I have seen research* noting that there are performance advantages to having scroll bars on the left. But I must admit to being surprised at seeing my TypePad posting interface do this after I tried to paste a URL (using the keyboard) into the active text area. I wasn’t fond of the right-aligned text, but it was kind of cool to see the scroll bar on the left.

I don’t know if what I did with the keyboard did something to the interface, or if it is an IE for XP bug, or what. Anyone know?

* I can’t find it at the moment, but if you have it please post it in the comments.


  1. Wow! Now THAT’S something different.

    Well, without actual facts to back me up, I think there are two good arguments as to where to place vertical scrollbars on an interface. In English speaking countries (or, at least countries where their language is read left-to-right), a person’s eye starts at the top left of an interface, just like they were reading a book. It would appear natural to have scrollbars in the leftside of the interface, just because our eyes would naturally float there anyway.

    However, everyone who uses a computer is conditioned to look for scrollbars on the right side of the interface, since the rest of the world is like that. They bring other knowledge they have from outside, and apply it to the interface that they are looking at right in front of them.

    That is why Dr. Nielsen talks about how there are certain web design standards, and is best that you do certain things if you want your users to be able to understand the information you are trying to portray. Logo is in the top left. Search is near that. Links are underlined. Etc. etc.

  2. You are correct, sir! I should have added that the performance benefit impacts user groups that read primarily left to right. However, I do not buy into the idea that we should continue to use design “standards” just because we don’t want to upset the user.

    QWERTY, QWERTY, QWERTY. For speed and accuracy of data entry (in an era where we don’t have typewriters used much anymore (or at least don’t design for them) the QWETY layout is inefficient. I remember in a class I took about 3 years ago, we designed a key layout to improve data entry speed. All the most common letters were on the “home” row, alternating left and right of the middle keys. Then we added the next most common letters around these accordingly.

    Would a company take a speed hit if we introduced this key layout? Yes! What if it did take a month for most people to catch on… If you could show that once the user group learned to use the new layout that data entry speed and accuracy (data integrity is everything!) would increase by 40% and 30% respectively, how do you weigh that against the learning process?

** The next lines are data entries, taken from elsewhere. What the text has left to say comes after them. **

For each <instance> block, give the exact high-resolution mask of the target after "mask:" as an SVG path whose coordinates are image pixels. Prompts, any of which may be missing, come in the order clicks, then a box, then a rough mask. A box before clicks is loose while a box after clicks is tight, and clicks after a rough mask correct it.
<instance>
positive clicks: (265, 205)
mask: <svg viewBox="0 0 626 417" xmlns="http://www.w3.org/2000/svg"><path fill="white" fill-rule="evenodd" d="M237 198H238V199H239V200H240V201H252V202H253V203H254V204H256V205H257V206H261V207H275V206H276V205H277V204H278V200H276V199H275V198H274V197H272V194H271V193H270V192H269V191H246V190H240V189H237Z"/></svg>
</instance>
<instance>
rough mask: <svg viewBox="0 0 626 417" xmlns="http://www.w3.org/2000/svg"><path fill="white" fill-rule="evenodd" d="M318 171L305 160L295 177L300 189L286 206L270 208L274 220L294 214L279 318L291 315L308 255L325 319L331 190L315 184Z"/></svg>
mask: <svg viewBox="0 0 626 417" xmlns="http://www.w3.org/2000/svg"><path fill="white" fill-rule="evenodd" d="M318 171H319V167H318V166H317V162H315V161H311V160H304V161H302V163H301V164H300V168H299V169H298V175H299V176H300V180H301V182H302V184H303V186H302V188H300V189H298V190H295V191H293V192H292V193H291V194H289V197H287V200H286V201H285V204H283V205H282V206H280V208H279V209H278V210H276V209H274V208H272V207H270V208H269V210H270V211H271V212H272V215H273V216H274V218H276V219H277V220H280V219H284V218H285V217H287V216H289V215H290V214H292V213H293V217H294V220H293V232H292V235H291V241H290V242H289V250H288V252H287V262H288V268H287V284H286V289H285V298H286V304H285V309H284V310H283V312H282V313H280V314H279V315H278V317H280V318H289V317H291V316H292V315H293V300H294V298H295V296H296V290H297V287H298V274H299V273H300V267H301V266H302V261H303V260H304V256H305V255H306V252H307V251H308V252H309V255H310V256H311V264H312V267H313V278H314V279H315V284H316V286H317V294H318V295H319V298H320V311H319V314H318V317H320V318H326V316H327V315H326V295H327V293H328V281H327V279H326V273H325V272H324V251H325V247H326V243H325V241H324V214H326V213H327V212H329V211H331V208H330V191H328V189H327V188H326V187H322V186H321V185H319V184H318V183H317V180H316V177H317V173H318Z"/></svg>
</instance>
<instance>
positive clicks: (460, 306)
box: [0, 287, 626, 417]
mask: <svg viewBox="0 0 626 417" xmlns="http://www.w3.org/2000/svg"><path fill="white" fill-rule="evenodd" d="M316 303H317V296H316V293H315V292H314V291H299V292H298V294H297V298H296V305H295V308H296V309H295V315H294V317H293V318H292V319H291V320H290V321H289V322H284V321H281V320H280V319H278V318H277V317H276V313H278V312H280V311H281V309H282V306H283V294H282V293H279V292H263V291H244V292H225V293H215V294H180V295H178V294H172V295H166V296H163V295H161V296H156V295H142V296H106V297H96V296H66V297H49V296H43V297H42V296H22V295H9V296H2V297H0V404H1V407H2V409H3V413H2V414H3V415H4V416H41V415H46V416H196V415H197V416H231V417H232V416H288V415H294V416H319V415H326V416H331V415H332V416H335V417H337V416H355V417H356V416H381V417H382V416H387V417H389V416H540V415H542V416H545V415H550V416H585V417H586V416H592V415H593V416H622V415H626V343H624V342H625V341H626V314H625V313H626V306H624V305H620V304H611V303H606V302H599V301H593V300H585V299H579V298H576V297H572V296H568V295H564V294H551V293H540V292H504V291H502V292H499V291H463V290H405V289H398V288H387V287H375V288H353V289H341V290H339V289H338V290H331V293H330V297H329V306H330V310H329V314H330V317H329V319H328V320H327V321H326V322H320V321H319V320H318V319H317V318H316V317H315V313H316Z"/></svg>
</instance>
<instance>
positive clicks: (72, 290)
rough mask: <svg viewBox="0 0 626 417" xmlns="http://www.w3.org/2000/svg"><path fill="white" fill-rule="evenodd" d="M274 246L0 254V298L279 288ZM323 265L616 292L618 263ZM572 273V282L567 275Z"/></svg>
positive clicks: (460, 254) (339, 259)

    I don’t buy that all interfaces should be intuitive as possible. There are many cases where a company’s goal is to increase speed and accuracy. Our usual solutions? Put this list in alpha order, move these fields together, prepopulate this field. Not bad ideas, but I am talking about looking at problems and seeing opportunities, not just solutions.

    On a related note, all my links on this site are blue and underlined. I did that because of the “standard” that URLs are blue and underlined. I realize this standard is broken everywhere and perhaps it is becoming less of a standard. I suppose I should find the stats. Of course, I couldn’t help by bucking the system and choosing my own particular… idiom of blue.